Friday, September 27, 2019

Letter: Marx and the Dictatorship of the Proletariat. (1946)

Letter to the Editors from the April 1946 issue of the Socialist Standard
In our January issue we replied to a letter from W. D. B. (Cardiff). We have received a further letter.
Cardiff, Glamorgan.
Sirs,

Your remarks in the January issue on the "dictatorship of the proletariat" smack somewhat of the bourgeois, legalistic idea of "freedom." Compare Engels' letter to Bebel (Marx-Engels Correspondence, page 337): "As, therefore, the state is only the transitional institution which is used in the struggle, in the revolution, in order to hold down one's adversaries by force. . . .  So long as the proletariat still uses the State, it does not use it in the interests of freedom, but in order to hold down its adversaries, and as soon as it becomes possible to speak of freedom, the State as such ceases to exist." (My italics.)

Even though a majority may declare for Socialism, it by no means follows that Socialism will be established without the use of force, or that freedom for a powerful minority will not have to be drastically curtailed.
Yours faithfully,
W. B. D.

Reply.
In our correspondents first letter he complained that “the S.P.G.B. does not attempt to deal with Marx’s and Engels’s repeated reference to the 'dictatorship of the proletariat' . . . nor does it attempt to reconcile this conception with its own conception of 'democracy.' ’’

On the first point we showed that this question has often been dealt with in our columns.

On the second point we quoted Engels’s statement that you could see what the "dictatorship of the proletariat" looks like by looking at the Paris Commune, and we stated that the Paris Commune was an instance of majority control based upon democratic elections and that there was no suppression of newspapers or of the propaganda of the minority or  of their right to vote.

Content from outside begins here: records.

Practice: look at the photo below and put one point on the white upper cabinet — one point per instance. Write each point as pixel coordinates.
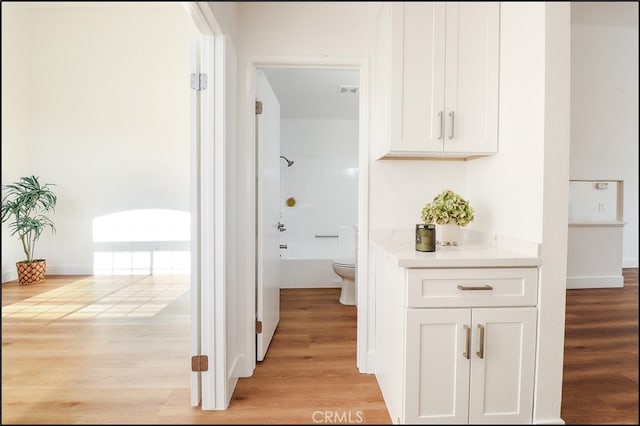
(437, 71)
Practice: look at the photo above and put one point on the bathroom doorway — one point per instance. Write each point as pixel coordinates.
(319, 168)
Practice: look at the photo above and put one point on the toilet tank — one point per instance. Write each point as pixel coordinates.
(347, 241)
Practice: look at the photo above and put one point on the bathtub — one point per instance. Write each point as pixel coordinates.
(308, 273)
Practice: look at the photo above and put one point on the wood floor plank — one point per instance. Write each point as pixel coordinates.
(95, 350)
(116, 366)
(600, 378)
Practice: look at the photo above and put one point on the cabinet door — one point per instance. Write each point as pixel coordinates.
(471, 79)
(437, 366)
(502, 365)
(417, 77)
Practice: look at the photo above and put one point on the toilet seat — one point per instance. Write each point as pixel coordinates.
(347, 262)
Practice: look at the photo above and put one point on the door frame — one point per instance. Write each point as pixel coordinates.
(365, 293)
(207, 199)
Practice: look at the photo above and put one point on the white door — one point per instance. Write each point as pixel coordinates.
(437, 371)
(472, 62)
(268, 215)
(502, 365)
(208, 376)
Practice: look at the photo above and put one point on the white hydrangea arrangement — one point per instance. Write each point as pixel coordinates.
(448, 207)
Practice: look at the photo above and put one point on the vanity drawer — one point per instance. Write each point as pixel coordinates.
(472, 287)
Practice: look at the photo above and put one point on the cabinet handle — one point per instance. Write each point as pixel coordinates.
(480, 352)
(452, 115)
(470, 287)
(468, 346)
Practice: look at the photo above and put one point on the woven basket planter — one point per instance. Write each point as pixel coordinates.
(31, 273)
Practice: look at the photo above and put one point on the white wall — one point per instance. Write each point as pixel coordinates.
(324, 182)
(107, 115)
(604, 111)
(16, 148)
(506, 189)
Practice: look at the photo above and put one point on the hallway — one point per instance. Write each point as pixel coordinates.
(96, 350)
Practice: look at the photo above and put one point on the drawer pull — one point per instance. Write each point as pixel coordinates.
(480, 352)
(468, 345)
(470, 287)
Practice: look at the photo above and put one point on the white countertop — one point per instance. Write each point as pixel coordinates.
(476, 252)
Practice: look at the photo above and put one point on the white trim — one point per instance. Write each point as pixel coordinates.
(203, 17)
(356, 63)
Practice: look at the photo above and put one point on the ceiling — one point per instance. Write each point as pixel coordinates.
(312, 93)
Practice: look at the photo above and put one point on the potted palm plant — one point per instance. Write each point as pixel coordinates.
(27, 203)
(448, 211)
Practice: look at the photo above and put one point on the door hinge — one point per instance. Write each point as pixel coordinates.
(199, 363)
(198, 81)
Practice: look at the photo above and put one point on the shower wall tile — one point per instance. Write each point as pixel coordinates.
(324, 182)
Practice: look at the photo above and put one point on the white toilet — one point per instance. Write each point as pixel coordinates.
(345, 264)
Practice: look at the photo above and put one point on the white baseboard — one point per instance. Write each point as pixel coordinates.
(9, 276)
(557, 421)
(607, 281)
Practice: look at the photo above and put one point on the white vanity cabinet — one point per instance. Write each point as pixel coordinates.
(438, 68)
(458, 344)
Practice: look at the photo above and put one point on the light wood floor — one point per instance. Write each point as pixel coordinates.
(89, 350)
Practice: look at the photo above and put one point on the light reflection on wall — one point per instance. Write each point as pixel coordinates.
(142, 242)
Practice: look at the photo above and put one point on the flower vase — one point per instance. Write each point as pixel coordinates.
(448, 234)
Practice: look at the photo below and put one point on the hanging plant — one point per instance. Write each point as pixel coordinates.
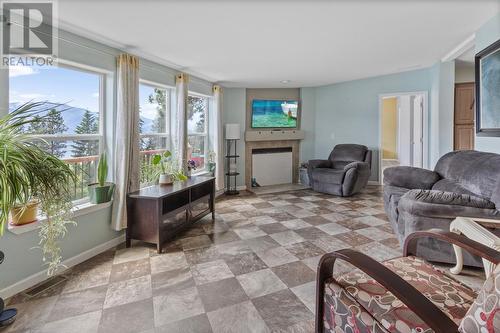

Our correspondent in his further letter does not dispute these statements, but makes the assertion that to him our remarks "smack somewhat of the bourgeois legalistic idea of 'freedom,' " and proceeds to quote from a letter written by Engels to show that Engels held that the working class so long as it uses the State would use it to hold down its adversaries.

We are quite unable to see the point of this quotation from Engels since that matter is not disputed by us. Of course, if a minority should seek to use force to overthrow Socialism against the wishes of the majority, the majority through the control of the machinery of government will prevent the minority from so doing.
We repeat, therefore, that we accept Engels’s statement that when he talked of "dictatorship of the proletariat" he meant majority rule based on democratic elections as in the Commune.

The particular passage from Engels’s letter to Bebel should be read in conjunction with what preceded it, and with the passage omitted by our correspondent. Engels was attacking a German organisation’s programme, which contained reference to a "free people’s state," and the passage omitted from the middle of the statement quoted by our correspondent reads: "it is pure nonsense to talk of a 'free people’s state.' "

As we have not talked the nonsense of a "free people’s state" Engels’s criticism does not apply to us.